[
https://issues.apache.org/jira/browse/MAPREDUCE-4495?page=com.atlassian.jira.plugin.system.issuetabpanels:comment-tabpanel&focusedCommentId=13428257#comment-13428257
]
Arun C Murthy commented on MAPREDUCE-4495:
------------------------------------------
Alejandro, making MR AM thread-safe is a good goal. We can do that
independently of the new AM. I have opened MAPREDUCE-4513 for the same.
I don't which other 'private' classes you need - frankly that concerns me. It
means you are adding new requirements on MR-AM which isn't an 'api' of that
nature.
Also, if we are going that route I strongly suggest we do not import code from
Oozie and merely take JobControl api and support it. That should be a trivial
exercise without adding any new 'interfaces' to MapReduce.
So, I see two options:
# Enhance JobControl api to work in AM by making MR-AM, specifially MRAppMaster
thread-safe. This will allow for multiple objects of MRAppMaster to be created.
This means there are no new interfaces to MapReduce.
# Go the full distance, make it generic, import code from Oozie, come up with a
new set of interfaces etc. etc. and do it in a separate Incubator project.
As I indicated previously, my preference is option #2 and I have already
offered help to deal with the specifics so you and Bo can concentrate on
getting the code out.
Thoughts?
> Workflow Application Master in YARN
> -----------------------------------
>
> Key: MAPREDUCE-4495
> URL: https://issues.apache.org/jira/browse/MAPREDUCE-4495
> Project: Hadoop Map/Reduce
> Issue Type: New Feature
> Affects Versions: 2.0.0-alpha
> Reporter: Bo Wang
> Assignee: Bo Wang
>
> It is useful to have a workflow application master, which will be capable of
> running a DAG of jobs. The workflow client submits a DAG request to the AM
> and then the AM will manage the life cycle of this application in terms of
> requesting the needed resources from the RM, and starting, monitoring and
> retrying the application's individual tasks.

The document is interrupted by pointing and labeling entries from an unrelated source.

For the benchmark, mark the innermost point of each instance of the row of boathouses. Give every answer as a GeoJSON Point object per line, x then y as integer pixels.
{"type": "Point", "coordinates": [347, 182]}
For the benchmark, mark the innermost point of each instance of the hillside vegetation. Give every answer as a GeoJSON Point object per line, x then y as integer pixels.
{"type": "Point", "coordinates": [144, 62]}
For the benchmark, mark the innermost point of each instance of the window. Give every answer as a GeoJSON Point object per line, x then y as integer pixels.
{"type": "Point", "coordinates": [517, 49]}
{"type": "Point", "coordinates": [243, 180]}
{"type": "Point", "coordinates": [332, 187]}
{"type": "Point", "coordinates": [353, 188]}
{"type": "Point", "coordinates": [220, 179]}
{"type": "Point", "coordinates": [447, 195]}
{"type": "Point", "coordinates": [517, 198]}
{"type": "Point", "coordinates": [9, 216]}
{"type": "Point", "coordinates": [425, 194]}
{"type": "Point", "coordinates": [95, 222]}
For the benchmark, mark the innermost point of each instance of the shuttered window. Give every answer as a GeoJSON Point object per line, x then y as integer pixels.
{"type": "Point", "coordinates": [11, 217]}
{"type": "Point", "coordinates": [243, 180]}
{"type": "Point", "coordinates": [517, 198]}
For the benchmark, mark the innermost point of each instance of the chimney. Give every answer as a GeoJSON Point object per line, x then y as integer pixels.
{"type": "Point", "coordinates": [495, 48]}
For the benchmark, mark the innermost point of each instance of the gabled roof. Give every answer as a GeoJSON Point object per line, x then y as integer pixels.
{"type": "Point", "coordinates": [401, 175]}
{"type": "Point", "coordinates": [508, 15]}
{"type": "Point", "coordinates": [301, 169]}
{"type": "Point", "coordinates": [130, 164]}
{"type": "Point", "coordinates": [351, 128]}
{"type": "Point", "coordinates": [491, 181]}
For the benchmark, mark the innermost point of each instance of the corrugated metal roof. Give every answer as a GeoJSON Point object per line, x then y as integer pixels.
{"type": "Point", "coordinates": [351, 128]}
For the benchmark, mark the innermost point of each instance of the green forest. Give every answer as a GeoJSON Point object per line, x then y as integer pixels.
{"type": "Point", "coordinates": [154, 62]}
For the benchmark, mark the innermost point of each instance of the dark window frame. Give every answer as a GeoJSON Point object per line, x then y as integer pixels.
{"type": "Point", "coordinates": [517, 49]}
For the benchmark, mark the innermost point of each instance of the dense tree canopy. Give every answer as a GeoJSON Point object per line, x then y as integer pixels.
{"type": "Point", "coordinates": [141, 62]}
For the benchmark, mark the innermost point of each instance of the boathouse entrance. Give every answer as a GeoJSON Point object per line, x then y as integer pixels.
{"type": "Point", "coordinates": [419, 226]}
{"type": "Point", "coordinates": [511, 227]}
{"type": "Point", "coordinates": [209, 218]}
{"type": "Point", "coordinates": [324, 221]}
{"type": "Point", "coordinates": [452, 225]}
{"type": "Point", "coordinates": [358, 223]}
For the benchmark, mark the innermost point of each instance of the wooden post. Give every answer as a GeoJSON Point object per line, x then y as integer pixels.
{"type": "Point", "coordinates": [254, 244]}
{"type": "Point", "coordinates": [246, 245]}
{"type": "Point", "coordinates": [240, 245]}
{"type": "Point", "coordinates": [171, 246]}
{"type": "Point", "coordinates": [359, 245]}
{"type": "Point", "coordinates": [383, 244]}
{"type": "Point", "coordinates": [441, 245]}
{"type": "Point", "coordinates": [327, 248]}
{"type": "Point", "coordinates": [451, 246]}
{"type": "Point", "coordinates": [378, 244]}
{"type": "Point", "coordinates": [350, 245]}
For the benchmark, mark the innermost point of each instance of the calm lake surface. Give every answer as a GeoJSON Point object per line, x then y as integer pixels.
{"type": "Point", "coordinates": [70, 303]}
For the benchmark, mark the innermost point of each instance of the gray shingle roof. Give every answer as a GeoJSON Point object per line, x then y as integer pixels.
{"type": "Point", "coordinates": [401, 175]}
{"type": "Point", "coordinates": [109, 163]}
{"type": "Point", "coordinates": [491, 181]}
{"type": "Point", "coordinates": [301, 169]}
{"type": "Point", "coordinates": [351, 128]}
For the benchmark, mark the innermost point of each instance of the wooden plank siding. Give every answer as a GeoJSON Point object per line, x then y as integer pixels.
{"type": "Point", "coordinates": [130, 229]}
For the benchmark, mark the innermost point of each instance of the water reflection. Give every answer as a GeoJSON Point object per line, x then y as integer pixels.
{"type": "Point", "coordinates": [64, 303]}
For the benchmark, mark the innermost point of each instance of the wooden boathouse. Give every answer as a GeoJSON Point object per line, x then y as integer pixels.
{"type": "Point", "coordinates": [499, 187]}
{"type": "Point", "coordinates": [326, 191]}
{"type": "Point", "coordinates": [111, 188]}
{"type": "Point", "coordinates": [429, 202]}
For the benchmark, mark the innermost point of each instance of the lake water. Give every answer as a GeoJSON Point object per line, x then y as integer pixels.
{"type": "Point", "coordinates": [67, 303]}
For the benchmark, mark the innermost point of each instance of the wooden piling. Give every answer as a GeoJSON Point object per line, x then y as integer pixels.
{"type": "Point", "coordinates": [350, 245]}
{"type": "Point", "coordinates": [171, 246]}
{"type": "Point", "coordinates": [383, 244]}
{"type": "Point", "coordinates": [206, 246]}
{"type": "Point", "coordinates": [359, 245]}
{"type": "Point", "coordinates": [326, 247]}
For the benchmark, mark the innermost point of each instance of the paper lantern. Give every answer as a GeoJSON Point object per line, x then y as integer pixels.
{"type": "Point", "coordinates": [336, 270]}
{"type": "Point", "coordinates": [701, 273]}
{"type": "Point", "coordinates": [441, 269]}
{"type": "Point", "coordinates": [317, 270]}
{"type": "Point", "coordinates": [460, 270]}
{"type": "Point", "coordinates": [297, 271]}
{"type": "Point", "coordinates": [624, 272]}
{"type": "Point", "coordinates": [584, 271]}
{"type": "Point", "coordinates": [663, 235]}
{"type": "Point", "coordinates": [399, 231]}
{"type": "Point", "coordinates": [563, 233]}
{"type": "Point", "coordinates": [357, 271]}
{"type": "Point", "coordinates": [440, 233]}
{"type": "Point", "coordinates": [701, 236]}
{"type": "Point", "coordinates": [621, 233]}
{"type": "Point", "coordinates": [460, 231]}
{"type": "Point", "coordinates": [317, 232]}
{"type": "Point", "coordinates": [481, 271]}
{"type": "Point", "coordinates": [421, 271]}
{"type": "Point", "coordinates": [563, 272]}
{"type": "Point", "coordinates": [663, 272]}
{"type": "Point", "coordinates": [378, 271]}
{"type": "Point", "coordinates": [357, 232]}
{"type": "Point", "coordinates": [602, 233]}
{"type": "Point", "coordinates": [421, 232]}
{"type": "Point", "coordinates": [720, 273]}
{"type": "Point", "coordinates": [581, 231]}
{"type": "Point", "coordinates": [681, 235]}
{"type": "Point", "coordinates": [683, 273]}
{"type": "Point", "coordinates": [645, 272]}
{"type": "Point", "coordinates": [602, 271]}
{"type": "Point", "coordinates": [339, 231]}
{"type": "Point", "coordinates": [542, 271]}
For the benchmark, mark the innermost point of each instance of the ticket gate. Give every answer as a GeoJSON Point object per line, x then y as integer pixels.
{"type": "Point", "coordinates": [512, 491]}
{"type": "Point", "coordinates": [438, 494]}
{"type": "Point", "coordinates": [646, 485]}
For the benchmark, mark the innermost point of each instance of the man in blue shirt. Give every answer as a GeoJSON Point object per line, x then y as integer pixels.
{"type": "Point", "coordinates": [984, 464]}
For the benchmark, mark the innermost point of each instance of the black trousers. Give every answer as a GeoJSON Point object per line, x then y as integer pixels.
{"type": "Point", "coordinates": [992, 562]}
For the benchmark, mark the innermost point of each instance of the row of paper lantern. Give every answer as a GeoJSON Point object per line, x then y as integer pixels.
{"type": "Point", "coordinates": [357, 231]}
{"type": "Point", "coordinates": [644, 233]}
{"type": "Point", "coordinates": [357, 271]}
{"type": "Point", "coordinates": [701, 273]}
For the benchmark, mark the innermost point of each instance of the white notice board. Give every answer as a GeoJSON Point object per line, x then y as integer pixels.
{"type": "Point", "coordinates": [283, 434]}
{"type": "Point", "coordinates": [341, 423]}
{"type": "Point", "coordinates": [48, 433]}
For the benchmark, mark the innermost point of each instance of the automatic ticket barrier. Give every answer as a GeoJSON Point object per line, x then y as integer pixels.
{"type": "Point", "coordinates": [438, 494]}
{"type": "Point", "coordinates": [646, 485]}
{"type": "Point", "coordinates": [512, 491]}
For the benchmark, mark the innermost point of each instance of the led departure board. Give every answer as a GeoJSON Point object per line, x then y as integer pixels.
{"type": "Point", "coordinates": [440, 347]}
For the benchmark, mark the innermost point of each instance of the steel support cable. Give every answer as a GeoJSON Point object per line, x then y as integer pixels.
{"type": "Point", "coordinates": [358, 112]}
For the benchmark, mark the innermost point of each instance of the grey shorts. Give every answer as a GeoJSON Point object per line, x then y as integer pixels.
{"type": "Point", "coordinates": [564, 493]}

> Compared to running Oozie with the current MapReduce Application Master,
> these are some of the advantages:
> - Less number of consumed resources, since only one application master will
> be spawned for the whole workflow.
> - Reuse of resources, since the same resources can be used by multiple
> consecutive jobs in the workflow (no need to request/wait for resources for
> every individual job from the central RM).
> - More optimization opportunities in terms of collective resource requests.
> - Optimization opportunities in terms of rewriting and composing jobs in the
> workflow (e.g. pushing down Mappers).
> - This Application Master can be reused/extended by higher systems like Pig
> and hive to provide an optimized way of running their workflows.
--
This message is automatically generated by JIRA.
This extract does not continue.